Knowing when to file a motion to dismiss, and when to hold back. As the old Kenny Rogers song goes, “you’ve got know when to hold ‘em, and know when to fold ‘em.” And what is true about poker is, at least in this instance, true about motions to dismiss. In this case, the manufacturer did not file a motion to dismiss. Why? Some seasoned defense lawyers believe in filing a motion to dismiss whenever one is even remotely conceivable. However, as illustrated here, there are sometimes strategic reasons for holding one’s cards until a later round. Early in litigation, the manufacturer could have filed a comprehensive motion to dismiss on many possible grounds, including the grounds that ultimately proved successful here. This might have ended the case much earlier. But filing an early motion to dismiss, especially during the infancy of discovery, could merely allow plaintiff the opportunity to amend the pleadings or otherwise refine his theory of the case during discovery. In products liability cases where the law is nuanced and the facts can be complex, allowing plaintiff’s counsel greater leeway can result in a situation where they have painted themselves into a corner. Here, this is what ultimately led to the manufacturer’s success, a possibility that arose, once again according to Kenny Rogers, at the moment the manufacturer could confidently say “I can see you’re out of aces.”

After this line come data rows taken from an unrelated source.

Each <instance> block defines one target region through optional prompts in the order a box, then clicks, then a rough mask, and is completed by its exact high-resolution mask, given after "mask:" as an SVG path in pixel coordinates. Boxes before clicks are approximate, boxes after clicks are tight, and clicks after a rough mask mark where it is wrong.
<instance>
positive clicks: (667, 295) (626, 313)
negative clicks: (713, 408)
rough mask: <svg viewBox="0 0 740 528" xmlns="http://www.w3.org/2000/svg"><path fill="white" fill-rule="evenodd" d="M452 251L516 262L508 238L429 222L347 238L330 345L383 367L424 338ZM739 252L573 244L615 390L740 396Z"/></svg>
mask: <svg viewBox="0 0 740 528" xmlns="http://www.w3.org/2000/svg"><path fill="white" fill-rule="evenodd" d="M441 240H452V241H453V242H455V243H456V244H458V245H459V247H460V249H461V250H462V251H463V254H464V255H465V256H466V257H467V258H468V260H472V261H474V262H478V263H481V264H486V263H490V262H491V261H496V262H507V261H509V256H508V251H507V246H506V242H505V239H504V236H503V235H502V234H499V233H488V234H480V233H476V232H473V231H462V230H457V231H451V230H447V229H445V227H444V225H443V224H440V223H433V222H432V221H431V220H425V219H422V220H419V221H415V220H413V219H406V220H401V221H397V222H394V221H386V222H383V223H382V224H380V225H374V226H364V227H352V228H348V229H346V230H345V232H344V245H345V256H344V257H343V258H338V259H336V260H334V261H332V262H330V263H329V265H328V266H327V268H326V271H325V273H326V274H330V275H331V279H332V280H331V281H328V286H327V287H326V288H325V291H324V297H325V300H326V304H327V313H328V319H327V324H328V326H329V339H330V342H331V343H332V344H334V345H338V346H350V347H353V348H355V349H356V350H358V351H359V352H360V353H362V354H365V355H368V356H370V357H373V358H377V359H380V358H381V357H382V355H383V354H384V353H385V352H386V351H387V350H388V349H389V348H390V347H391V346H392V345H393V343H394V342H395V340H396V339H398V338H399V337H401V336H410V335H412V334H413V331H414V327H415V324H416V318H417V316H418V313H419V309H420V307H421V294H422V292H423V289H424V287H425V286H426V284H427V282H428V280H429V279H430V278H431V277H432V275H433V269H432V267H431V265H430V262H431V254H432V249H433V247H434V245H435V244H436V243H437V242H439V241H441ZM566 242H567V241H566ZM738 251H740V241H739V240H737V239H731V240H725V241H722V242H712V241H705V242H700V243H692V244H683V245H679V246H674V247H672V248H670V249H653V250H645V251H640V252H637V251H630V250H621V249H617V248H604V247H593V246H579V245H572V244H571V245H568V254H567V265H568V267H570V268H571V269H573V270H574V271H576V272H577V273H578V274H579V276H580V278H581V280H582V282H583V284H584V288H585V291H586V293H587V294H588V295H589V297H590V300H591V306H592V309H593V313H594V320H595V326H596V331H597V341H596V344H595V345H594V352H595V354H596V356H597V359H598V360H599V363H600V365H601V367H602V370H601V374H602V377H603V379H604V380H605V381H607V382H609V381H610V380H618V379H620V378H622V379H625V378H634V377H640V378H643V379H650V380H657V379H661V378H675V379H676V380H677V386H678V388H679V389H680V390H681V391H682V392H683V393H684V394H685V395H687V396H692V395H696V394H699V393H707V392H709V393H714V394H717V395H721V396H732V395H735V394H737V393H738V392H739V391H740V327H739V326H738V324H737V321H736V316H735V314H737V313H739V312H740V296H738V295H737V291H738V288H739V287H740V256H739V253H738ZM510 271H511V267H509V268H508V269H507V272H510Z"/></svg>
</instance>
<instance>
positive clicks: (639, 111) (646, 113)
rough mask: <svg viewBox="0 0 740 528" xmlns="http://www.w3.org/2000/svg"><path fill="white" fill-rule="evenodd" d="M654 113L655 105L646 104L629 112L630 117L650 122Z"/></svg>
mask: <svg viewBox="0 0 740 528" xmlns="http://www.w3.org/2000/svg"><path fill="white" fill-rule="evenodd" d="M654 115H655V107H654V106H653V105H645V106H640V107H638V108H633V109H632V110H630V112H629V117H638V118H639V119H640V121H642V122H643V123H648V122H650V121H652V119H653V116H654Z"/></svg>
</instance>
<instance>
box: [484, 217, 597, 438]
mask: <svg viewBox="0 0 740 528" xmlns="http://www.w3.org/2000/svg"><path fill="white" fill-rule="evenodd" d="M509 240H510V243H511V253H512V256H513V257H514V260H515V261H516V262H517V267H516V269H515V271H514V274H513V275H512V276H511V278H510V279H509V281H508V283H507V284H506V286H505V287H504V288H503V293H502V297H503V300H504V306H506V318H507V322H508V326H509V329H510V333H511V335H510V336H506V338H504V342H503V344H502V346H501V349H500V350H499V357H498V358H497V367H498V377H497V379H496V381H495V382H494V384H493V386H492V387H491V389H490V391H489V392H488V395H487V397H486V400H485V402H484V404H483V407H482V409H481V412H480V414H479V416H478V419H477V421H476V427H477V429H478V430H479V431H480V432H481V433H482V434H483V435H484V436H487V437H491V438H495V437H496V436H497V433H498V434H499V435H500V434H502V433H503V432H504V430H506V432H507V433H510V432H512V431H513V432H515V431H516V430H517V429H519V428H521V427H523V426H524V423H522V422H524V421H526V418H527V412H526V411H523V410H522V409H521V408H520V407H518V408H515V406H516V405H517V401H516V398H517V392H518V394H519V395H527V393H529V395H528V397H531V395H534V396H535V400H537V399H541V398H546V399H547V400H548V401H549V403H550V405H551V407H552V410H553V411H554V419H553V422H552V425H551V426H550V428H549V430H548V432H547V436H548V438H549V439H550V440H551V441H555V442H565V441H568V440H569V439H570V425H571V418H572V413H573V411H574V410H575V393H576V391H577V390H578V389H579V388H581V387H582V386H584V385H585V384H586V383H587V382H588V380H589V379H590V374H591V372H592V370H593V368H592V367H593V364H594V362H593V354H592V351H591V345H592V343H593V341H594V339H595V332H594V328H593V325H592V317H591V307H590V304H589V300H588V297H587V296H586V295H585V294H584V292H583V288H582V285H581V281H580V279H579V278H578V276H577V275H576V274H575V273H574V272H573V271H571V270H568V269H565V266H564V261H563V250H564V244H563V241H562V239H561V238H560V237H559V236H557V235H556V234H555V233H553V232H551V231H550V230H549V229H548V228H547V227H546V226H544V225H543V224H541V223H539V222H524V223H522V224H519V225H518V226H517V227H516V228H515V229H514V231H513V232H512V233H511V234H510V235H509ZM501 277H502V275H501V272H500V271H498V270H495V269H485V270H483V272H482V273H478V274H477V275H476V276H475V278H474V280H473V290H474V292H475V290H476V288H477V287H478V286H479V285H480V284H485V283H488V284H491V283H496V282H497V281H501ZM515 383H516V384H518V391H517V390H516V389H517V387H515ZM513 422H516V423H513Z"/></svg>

A Change in Litigation Strategy is not Justification to Amend a Complaint. Following from above, because the manufacturer was intentional about the timing of its legal strategy, the plaintiff did not have advanced notice of the deficiencies of his complaint. The litigation was at an advanced stage, and granting the motion would have required reopening discovery. Upon later discovering the error of his ways, the plaintiff sought to amend the complaint. However, the Eighth Circuit held that the district court did not err in denying plaintiff’s motion to amend to add a claim of agency liability against the manufacturer. The plaintiff actually admitted that he had no other legally recognized way to hold the manufacturer liable. As the Eighth Circuit wisely distinguished, plaintiff’s “attempted addition of the claim had more to do with a change in litigation strategy than in the factual or legal basis of his case.” The legal standard for being allowed to amend required establishing good cause for his failure to timely amend the complaint, and a change in legal strategy does not meet this standard.
Case reference: Ellingsworth v. Vermeer Manufacturing Co., No. 18-3587 (8th Cir. Feb. 10, 2020).